The armorial combines historical (late medieval) with fictional coats of arms to construct the notion of an "Illyrian Empire". This Empire happened to coincide exactly with the sphere of interest of the Spanish Empire in the Southeast Europe at the time, and hence also Petar's own. The personal purpose pursued by Petar Ohmučević was that of confirming his own "Illyrian" nobility after he rose to the rank of admiral in the Spanish navy. In order to qualify for the greater chivalric orders of Habsburg Spain at the time, it was necessary to prove descent from eight noble and purely Catholic great-grandparents.

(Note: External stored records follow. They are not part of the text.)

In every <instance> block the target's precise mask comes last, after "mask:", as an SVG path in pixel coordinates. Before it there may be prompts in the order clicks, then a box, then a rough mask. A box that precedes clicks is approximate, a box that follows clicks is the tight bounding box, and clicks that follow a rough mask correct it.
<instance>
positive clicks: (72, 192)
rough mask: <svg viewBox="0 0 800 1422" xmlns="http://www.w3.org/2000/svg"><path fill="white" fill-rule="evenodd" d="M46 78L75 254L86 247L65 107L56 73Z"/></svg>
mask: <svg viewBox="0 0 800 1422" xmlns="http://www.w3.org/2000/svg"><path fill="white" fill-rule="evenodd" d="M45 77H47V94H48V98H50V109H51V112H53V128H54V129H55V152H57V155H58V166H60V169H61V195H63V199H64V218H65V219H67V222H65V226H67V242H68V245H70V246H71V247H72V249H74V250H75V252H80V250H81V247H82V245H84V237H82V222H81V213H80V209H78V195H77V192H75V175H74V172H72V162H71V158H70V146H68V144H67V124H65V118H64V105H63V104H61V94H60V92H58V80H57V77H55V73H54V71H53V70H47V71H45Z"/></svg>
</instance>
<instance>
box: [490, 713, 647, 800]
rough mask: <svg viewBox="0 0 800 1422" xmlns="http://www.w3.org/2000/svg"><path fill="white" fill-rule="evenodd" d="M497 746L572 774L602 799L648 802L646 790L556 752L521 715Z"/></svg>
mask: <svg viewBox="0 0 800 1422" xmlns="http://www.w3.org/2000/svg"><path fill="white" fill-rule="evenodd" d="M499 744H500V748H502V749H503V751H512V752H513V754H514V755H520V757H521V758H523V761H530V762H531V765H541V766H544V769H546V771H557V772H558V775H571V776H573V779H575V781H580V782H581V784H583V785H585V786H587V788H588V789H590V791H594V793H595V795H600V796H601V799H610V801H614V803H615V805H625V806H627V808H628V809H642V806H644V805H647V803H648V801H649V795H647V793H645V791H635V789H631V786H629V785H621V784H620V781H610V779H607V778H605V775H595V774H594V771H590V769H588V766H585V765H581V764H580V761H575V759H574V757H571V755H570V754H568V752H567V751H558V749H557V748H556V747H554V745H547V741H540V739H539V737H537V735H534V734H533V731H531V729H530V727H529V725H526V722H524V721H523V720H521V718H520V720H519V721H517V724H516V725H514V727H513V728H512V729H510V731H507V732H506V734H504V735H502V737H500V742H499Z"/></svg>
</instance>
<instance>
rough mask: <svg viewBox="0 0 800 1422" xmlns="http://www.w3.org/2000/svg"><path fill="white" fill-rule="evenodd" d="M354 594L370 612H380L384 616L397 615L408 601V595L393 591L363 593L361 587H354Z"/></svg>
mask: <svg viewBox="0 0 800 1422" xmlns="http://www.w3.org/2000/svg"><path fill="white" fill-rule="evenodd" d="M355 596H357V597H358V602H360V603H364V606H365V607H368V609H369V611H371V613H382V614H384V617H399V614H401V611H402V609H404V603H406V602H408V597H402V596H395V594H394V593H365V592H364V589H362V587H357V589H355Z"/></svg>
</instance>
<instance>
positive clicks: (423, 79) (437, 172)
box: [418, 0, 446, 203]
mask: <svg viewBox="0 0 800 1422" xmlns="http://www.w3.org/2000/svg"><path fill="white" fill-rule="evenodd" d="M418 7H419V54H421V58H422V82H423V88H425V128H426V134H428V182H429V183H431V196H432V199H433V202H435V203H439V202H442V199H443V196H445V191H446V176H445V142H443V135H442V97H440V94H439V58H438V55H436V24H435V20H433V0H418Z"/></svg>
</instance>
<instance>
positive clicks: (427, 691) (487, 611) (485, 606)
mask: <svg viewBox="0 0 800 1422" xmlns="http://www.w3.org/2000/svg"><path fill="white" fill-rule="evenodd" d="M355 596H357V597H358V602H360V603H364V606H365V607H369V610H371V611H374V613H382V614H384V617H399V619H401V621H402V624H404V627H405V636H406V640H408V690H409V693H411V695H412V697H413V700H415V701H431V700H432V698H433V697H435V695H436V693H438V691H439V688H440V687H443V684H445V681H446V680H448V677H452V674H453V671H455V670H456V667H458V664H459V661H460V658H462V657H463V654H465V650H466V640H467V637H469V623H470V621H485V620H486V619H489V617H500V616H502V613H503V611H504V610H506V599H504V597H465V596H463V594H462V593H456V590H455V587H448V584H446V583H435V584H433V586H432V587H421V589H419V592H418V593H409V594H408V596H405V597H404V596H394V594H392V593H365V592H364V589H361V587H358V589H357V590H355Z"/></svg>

Ohmučević was granted the status of nobleman in 1594, which is taken as the terminus ante quem of the armorial. Ohmučević's armorial can thus be considered a personal project in origin, or even a fraud, as he invented genealogy in order to qualify for the coveted title, but its influence turned out to be immense, becoming, as it did, the foundation of South Slavic or "Illyrist" heraldry in general. An important source for Ohmučević's heraldic inventions was the Wappenbüchlein by Virgil Solis (1555), which itself contains fictional arms of "foreign kingdoms". The Korjenić-Neorić Armorial of 1595 is printed on paper, in a format of 21 cm x 14.5 cm, on 168 sheets. The Ohmučević Armorial is the main source used by the Fojnica Armorial, which is for this reason dated to after 1595, probably to the 1670s, and later "Illyrist" armorials compiled in the early modern period. The armorial is today kept at the National and University Library in Zagreb.